Authors: Kaijie Mo, Siddhartha Venkatayogi, Chantal Shaib, Ramez Kouzy, Wei Xu, Byron C. Wallace, Junyi Jessy Li

Published: 2026-01-17

arXiv ID: 2601.11886v1

Added to Library: 2026-01-21 03:02 UTC

Safety

📄 Abstract

In high-stakes domains like medicine, it may be generally desirable for models to faithfully adhere to the context provided. But what happens if the context does not align with model priors or safety protocols? In this paper, we investigate how LLMs behave and reason when presented with counterfactual or even adversarial medical evidence. We first construct MedCounterFact, a counterfactual medical QA dataset that requires the models to answer clinical comparison questions (i.e., judge the efficacy of certain treatments, with evidence consisting of randomized controlled trials provided as context). In MedCounterFact, real-world medical interventions within the questions and evidence are systematically replaced with four types of counterfactual stimuli, ranging from unknown words to toxic substances. Our evaluation across multiple frontier LLMs on MedCounterFact reveals that in the presence of counterfactual evidence, existing models overwhelmingly accept such "evidence" at face value even when it is dangerous or implausible, and provide confident and uncaveated answers. While it may be prudent to draw a boundary between faithfulness and safety, our findings reveal that there exists no such boundary yet.

🔍 Key Points

  • Introduction of MedCounterFact, a unique counterfactual medical QA dataset that challenges LLMs to reason under misleading evidence contexts.
  • Demonstration that LLMs tend to accept counterfactual medical evidence at face value, compromising safety for the sake of faithfulness to context.
  • Empirical results showing that current frontier LLMs provide confident responses even when the evidence is harmful or implausible, highlighting a critical safety failure.
  • Analysis of counterfactual stimuli indicates that model responses are not sensitive to the implausibility of medical interventions, raising concerns about the use of LLMs in medical decision-making.

💡 Why This Paper Matters

This paper is relevant as it uncovers significant safety vulnerabilities in LLMs when applied in sensitive fields such as medicine.
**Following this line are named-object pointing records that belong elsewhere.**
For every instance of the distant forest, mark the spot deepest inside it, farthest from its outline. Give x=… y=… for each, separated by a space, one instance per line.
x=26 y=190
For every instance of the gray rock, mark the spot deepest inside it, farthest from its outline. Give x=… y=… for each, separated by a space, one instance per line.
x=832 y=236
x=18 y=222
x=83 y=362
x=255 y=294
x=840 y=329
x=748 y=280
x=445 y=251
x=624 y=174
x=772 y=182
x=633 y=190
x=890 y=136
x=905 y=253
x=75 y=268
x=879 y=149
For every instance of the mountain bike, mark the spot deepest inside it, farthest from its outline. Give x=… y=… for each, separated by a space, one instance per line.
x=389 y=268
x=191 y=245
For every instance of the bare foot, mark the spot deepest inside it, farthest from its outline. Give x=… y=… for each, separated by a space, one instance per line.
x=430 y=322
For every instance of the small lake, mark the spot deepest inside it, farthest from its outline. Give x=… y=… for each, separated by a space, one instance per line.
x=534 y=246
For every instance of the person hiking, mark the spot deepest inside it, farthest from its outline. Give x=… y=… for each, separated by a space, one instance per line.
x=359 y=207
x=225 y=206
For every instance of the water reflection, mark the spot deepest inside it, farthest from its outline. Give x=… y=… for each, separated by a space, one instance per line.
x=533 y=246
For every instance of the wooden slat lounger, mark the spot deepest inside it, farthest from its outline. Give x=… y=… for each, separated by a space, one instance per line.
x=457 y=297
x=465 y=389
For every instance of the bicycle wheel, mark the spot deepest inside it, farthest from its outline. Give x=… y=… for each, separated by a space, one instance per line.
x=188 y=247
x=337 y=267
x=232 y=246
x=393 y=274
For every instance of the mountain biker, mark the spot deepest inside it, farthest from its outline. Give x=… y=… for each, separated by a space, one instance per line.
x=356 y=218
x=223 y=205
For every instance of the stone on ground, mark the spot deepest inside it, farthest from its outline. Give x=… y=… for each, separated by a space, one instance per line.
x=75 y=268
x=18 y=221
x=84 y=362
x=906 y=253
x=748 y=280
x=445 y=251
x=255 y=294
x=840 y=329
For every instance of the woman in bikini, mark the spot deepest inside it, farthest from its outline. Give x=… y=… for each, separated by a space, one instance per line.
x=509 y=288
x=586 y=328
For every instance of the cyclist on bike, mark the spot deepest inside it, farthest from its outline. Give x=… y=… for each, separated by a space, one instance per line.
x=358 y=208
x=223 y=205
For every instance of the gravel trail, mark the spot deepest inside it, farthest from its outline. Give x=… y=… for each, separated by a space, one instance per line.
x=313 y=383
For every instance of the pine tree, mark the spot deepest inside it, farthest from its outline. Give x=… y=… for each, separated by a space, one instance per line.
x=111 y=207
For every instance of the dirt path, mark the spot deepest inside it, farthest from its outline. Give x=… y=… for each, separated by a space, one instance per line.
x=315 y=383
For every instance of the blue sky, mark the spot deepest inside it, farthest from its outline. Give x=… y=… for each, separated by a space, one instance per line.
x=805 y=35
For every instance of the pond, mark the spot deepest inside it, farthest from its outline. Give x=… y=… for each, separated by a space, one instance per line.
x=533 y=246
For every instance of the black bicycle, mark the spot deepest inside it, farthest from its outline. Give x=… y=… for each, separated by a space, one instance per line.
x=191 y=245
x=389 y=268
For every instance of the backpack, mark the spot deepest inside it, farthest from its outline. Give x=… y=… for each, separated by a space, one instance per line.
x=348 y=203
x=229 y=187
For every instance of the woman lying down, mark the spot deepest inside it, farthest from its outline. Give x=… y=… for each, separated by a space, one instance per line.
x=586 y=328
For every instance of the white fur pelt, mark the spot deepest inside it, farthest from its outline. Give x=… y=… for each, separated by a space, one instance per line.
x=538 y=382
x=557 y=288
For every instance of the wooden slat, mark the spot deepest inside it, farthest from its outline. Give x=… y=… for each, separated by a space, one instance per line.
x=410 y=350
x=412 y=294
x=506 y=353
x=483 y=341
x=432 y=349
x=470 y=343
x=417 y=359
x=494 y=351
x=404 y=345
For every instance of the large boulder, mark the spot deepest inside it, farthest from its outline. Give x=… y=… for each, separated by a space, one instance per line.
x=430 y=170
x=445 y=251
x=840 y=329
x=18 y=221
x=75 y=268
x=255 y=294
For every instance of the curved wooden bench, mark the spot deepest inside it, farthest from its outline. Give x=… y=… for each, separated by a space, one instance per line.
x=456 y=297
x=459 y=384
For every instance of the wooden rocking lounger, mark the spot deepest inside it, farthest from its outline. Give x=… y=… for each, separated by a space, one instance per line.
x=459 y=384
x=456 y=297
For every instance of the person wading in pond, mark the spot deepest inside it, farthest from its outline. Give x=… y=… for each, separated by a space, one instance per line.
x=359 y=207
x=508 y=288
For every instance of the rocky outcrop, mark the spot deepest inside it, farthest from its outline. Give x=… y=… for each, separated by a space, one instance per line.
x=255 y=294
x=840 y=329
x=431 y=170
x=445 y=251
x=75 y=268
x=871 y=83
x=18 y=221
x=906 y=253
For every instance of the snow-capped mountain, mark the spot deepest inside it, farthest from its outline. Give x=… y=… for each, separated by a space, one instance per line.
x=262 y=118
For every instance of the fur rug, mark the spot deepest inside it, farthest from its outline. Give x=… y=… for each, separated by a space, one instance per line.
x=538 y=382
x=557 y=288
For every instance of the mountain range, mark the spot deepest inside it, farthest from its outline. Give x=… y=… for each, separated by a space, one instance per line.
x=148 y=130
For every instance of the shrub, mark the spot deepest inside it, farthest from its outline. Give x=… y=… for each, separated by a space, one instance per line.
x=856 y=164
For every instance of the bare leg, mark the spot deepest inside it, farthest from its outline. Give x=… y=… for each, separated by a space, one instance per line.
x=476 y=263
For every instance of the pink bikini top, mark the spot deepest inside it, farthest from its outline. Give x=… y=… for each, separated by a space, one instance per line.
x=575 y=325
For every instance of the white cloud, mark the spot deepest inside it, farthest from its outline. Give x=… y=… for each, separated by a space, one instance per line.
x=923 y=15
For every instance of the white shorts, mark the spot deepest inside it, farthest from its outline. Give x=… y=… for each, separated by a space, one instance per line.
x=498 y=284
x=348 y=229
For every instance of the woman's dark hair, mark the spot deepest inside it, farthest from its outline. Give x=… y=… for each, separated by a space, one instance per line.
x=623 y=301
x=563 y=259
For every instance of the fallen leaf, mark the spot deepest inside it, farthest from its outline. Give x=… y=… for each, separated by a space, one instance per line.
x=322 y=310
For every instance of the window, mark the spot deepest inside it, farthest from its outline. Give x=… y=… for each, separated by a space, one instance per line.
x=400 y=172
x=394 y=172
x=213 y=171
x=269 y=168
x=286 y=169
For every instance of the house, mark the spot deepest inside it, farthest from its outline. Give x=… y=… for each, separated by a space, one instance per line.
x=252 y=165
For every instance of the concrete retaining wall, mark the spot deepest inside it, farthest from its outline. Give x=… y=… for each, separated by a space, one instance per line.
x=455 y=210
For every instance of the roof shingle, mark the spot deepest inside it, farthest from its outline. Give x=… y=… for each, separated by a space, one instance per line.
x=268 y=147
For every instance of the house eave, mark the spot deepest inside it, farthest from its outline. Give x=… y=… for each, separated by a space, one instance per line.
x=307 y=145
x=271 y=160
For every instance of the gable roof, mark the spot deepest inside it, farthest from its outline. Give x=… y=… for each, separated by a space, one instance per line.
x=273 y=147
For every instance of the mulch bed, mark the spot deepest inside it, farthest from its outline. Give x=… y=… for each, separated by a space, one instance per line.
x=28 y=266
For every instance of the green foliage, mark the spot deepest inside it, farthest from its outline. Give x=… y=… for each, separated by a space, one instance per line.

The findings emphasize the urgent need for improved safety mechanisms that can distinguish between valid and counterfactual information in order to prevent harmful consequences in real-world applications.

🎯 Why It's Interesting for AI Security Researchers

AI security researchers will find this paper significant because it highlights critical flaws in current AI models' responses to manipulated inputs. Understanding these vulnerabilities can help in developing more robust models and safety protocols, which are essential for ensuring responsible usage of AI in high-stakes scenarios.